Back at the table, Aaron and Jon argue about something I can't catch. "Shut up and don't talk to me in that tone of voice," Jon says to Aaron, and pushes away from the table and walks off! Go Jon!
On the beach, Beth says she can overlook Dom's drunken antics, but she can't believe that he's holding the chicken dancing against Jon. I hate to say it, but that's a good point.
Aaron and Dom talk about something in their hotel room, but it's all muttered and nonsensical. Seriously, I have no idea what's going on here.

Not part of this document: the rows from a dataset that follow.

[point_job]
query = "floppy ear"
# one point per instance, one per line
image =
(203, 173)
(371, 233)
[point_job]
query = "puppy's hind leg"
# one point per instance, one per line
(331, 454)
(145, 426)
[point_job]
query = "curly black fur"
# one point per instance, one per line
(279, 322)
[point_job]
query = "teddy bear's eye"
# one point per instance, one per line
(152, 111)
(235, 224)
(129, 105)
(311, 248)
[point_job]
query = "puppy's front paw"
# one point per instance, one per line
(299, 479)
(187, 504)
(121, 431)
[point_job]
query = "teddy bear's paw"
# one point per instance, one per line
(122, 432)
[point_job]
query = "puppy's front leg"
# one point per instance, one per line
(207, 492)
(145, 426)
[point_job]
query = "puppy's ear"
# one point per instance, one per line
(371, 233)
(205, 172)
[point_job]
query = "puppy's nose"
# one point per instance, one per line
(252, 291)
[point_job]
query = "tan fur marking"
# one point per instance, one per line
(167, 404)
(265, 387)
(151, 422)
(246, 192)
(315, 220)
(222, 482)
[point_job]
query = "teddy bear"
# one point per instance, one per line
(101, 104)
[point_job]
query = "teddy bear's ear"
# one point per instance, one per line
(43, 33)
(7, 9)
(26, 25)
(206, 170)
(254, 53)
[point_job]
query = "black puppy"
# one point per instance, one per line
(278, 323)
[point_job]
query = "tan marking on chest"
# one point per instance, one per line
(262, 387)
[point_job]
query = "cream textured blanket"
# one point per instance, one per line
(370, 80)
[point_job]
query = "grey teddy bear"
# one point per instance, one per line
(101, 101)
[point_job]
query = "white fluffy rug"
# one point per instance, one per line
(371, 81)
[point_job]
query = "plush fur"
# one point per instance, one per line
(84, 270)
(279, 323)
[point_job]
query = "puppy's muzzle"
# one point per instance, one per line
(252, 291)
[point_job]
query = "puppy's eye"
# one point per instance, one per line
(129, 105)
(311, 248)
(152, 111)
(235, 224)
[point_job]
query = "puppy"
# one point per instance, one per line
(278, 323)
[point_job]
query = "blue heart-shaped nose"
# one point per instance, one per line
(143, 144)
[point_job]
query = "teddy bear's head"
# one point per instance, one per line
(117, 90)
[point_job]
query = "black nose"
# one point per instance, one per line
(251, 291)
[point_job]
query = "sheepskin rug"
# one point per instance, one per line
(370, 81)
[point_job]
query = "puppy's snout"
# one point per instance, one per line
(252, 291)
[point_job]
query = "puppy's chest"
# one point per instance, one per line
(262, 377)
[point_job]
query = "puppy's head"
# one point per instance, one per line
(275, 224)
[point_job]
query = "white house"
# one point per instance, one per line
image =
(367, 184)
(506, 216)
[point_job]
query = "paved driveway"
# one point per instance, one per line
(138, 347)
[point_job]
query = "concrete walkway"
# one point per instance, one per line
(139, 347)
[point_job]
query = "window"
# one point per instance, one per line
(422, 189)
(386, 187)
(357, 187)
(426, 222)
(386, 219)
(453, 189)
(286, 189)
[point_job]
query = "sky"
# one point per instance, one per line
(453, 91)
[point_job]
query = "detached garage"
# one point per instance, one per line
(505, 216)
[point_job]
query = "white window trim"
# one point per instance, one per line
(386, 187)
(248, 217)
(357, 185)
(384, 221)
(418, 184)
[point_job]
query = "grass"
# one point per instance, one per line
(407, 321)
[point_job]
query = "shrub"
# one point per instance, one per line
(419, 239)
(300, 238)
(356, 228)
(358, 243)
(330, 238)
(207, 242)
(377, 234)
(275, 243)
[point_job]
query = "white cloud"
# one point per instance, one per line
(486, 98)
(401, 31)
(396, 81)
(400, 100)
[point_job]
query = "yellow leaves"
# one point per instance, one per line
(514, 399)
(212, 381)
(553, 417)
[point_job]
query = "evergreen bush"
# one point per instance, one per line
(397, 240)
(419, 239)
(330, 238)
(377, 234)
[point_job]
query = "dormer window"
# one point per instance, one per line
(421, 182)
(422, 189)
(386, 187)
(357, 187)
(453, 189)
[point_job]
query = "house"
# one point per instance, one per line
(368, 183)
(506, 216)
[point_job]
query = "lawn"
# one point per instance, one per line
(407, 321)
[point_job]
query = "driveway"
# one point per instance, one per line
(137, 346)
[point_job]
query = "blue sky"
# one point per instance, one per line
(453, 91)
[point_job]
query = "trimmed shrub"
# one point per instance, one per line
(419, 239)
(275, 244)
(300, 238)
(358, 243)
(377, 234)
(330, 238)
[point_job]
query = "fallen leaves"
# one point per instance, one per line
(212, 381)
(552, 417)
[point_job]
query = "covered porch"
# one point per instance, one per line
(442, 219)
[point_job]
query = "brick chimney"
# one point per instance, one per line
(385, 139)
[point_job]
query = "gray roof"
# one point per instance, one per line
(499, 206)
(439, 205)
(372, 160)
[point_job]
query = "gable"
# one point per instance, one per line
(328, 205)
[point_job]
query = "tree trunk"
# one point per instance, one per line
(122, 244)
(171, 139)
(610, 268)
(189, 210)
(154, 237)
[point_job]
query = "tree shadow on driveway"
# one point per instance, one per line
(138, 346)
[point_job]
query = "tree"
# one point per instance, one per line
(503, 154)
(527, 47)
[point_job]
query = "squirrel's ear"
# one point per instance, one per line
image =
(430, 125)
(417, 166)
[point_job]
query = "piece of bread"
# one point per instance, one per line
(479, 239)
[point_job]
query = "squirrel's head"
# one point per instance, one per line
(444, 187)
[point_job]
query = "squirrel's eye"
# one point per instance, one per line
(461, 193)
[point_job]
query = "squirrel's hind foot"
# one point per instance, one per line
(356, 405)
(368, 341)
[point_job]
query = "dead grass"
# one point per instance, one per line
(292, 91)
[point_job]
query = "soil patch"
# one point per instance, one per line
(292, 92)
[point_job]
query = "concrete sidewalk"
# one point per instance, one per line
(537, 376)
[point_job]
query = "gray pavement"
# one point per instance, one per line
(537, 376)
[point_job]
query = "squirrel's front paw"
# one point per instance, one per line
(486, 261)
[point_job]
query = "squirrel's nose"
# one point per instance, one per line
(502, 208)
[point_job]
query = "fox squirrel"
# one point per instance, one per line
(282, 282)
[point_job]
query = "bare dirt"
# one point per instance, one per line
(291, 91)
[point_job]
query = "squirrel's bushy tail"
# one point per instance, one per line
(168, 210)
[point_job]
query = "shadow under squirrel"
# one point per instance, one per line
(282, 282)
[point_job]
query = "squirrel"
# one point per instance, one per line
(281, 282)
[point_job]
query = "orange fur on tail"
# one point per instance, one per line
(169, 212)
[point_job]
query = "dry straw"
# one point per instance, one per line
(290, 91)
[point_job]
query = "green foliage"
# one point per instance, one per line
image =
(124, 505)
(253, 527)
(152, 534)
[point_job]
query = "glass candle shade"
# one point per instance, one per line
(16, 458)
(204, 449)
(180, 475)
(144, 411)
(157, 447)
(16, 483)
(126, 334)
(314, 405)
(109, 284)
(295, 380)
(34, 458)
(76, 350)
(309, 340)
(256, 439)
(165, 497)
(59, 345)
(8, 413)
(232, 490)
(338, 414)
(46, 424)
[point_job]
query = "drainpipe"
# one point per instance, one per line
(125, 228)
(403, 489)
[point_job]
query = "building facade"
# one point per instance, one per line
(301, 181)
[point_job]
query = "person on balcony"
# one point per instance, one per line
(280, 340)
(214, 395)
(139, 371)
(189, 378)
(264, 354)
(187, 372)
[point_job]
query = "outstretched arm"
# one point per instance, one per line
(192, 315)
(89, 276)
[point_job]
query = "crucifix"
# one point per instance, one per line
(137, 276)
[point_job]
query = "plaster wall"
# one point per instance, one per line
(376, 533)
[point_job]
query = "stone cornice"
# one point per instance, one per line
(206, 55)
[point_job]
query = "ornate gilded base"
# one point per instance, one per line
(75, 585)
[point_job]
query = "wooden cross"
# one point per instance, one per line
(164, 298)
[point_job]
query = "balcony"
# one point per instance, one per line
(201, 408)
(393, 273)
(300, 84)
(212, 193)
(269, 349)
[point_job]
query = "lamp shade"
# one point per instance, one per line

Finally, each of the roommates look into the camera and say something along the lines that Mexico made them realize that they're never going to get along, ever. Well, I could have told them that. "The same old baggage came with us into paradise," Beth narrates, and then goes into her room and writes that sentence down in her diary because it's so very clever. And then they all pile into a tiny little taxi and drive to the airport and go home, hating each other more than ever.